Ich habe jetzt das verdammte ding nochmal gebaut, xfs habe ich natürlich rausgelassen weil das für mich ein filesystem ist. Wenn man sich so auf http://gentoo-portage.com/ umguckt findet man nicht wirklich viel über die ganzen flags. Laut dem ebuild steht xfs für XFontServer, also werde ich das ding nochmal bauen.

Irgendwie ufert das mit der individuellen anpassung bei manchen paketen langsam aus, besonders wenn man als unbedarfter nutzer features verliert nur weil man das projekt nicht mitverfolgt und das ebuild auch immer brav liesst bevor man's mergt. Vielleicht wären da USEFLAGS wie "noxfs, noglx" angebrachter, die kann dann jeder hardcoretuner setzen wie er will.

----------

## UncleOwen

 *schmutzfinger wrote:*   

> Vielleicht wären da USEFLAGS wie "noxfs, noglx" angebrachter, die kann dann jeder hardcoretuner setzen wie er will.

 

Nein, siehe http://article.gmane.org/gmane.linux.gentoo.devel/21620

----------

## Carlo

 *schmutzfinger wrote:*   

> Vielleicht wären da USEFLAGS wie "noxfs, noglx" angebrachter

 

Hör bloß auf mit den besche...idenen no* use flags. In Zukunft wird es hoffentlich möglich sein, in den Ebuilds sinnvolle Vorgaben zu setzen, ohne diese Negationskrücke einzusetzen. 

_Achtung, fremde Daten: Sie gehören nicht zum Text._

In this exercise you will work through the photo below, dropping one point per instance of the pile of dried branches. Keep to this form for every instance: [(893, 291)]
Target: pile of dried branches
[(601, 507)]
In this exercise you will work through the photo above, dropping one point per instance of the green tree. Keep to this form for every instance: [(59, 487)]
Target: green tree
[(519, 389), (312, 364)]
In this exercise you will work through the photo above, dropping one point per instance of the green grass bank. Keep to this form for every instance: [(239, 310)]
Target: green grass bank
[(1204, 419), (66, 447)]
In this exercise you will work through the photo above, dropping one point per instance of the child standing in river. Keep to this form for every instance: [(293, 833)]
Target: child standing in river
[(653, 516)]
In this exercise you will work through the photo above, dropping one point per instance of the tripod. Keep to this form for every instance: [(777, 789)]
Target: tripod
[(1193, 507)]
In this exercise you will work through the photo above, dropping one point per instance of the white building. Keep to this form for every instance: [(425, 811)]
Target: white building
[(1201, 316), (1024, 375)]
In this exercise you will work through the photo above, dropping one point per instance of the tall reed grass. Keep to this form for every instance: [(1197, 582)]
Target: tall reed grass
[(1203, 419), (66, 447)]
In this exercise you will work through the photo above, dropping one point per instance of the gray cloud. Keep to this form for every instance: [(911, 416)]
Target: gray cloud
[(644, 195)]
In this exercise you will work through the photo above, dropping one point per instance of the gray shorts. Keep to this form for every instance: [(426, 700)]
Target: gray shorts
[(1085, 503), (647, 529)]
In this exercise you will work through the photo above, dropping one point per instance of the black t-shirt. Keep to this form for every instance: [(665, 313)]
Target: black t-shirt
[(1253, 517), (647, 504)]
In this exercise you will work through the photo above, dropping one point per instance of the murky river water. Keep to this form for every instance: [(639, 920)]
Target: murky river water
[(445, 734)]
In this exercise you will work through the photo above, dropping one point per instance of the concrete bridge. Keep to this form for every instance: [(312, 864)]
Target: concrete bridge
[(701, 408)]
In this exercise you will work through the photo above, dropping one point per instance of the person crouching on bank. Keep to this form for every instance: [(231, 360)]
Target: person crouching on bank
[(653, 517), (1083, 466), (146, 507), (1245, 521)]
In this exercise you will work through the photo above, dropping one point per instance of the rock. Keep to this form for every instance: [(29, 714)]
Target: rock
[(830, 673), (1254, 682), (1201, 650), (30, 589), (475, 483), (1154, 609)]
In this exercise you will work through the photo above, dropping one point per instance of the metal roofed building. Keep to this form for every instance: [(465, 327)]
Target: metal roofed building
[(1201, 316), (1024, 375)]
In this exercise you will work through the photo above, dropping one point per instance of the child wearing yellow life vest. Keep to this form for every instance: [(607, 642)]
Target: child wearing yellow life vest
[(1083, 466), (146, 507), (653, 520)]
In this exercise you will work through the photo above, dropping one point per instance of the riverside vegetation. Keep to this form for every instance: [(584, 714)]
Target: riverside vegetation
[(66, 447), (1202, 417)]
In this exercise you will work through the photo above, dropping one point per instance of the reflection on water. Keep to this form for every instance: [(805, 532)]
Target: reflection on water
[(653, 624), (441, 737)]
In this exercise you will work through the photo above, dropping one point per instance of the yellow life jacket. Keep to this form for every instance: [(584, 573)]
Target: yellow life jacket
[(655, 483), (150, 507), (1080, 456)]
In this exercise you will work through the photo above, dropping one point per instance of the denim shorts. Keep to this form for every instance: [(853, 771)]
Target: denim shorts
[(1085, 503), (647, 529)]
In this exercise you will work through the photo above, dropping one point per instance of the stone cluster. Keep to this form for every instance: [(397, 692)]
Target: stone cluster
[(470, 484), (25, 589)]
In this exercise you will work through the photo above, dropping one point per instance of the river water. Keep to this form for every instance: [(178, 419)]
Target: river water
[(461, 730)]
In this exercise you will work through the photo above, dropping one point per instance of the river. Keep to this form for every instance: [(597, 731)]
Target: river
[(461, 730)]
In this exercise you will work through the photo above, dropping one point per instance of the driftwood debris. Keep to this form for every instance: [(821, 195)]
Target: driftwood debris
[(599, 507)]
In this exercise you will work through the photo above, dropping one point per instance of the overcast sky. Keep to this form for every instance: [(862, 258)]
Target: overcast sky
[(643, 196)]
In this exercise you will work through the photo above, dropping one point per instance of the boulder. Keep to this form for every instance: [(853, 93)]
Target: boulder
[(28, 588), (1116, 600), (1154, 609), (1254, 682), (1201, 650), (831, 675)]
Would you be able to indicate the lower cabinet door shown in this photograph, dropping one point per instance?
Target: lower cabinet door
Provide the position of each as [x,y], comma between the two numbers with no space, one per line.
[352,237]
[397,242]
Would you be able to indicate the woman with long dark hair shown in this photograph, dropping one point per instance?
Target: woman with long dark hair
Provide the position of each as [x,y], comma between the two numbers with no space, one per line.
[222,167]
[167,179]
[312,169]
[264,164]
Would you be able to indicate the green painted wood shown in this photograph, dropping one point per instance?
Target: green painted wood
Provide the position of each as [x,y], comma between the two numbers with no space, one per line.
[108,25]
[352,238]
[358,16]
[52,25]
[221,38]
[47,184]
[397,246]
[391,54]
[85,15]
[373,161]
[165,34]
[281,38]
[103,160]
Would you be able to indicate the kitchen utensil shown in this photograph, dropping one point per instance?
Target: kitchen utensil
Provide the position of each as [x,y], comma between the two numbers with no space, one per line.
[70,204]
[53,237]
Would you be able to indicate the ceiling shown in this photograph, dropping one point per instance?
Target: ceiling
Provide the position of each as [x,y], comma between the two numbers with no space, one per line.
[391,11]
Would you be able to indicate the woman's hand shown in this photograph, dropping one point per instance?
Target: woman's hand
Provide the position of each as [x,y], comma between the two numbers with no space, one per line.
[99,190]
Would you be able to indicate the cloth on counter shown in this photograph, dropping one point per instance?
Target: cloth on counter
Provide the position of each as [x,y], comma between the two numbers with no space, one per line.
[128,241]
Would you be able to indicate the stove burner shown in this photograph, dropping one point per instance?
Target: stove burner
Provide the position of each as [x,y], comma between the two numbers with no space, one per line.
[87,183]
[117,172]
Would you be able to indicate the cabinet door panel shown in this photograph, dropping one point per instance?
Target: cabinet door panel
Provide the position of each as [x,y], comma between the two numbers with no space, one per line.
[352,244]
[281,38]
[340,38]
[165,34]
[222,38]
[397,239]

Warum für die glx extension nicht das opengl use flag wiederverwendet wird, ist mir schleierhaft.

----------

## schmutzfinger

Ok damit muss man dann wohl leben, portage ist eben auch nicht perfekt und ohne kompromisse könnte man niemals so viele architekturen bedienen.

Mal ne ganz andere frage: Wozu brauche ich jetzt diesen xfs? So schnell auf anhieb merke ich keinen unterschied ob ich den laufen habe oder nicht.

----------

## Voltago

 *schmutzfinger wrote:*   

> Wozu brauche ich jetzt diesen xfs? So schnell auf anhieb merke ich keinen unterschied ob ich den laufen habe oder nicht.

 

Das ist der XFontServer. Braucht man auf einem ordentlich konfigurierten System eigentlich nicht.

----------

## tam

 *Voltago wrote:*   

> Das ist der XFontServer. Braucht man auf einem ordentlich konfigurierten System eigentlich nicht.

 

Mit ordentlich konfiguriert hat das nichst zu tun. Eher vielleicht: Auf einem Einzelplatz macht der xfs nicht besonders viel Sinn.

----------

## Voltago

 *tam wrote:*   

>  *Voltago wrote:*   Das ist der XFontServer. Braucht man auf einem ordentlich konfigurierten System eigentlich nicht. 
> 
> Mit ordentlich konfiguriert hat das nichst zu tun. Eher vielleicht: Auf einem Einzelplatz macht der xfs nicht besonders viel Sinn.

 

Stimmt.

----------

## Carlo

@schmutzfinger: Mir ist's vorher nicht aufgefallen - die Version ist hart maskiert. D.h. Du solltest sie gar nicht verwenden. Im Normalfall sollte /etc/portage/package.unmask leer sein.

----------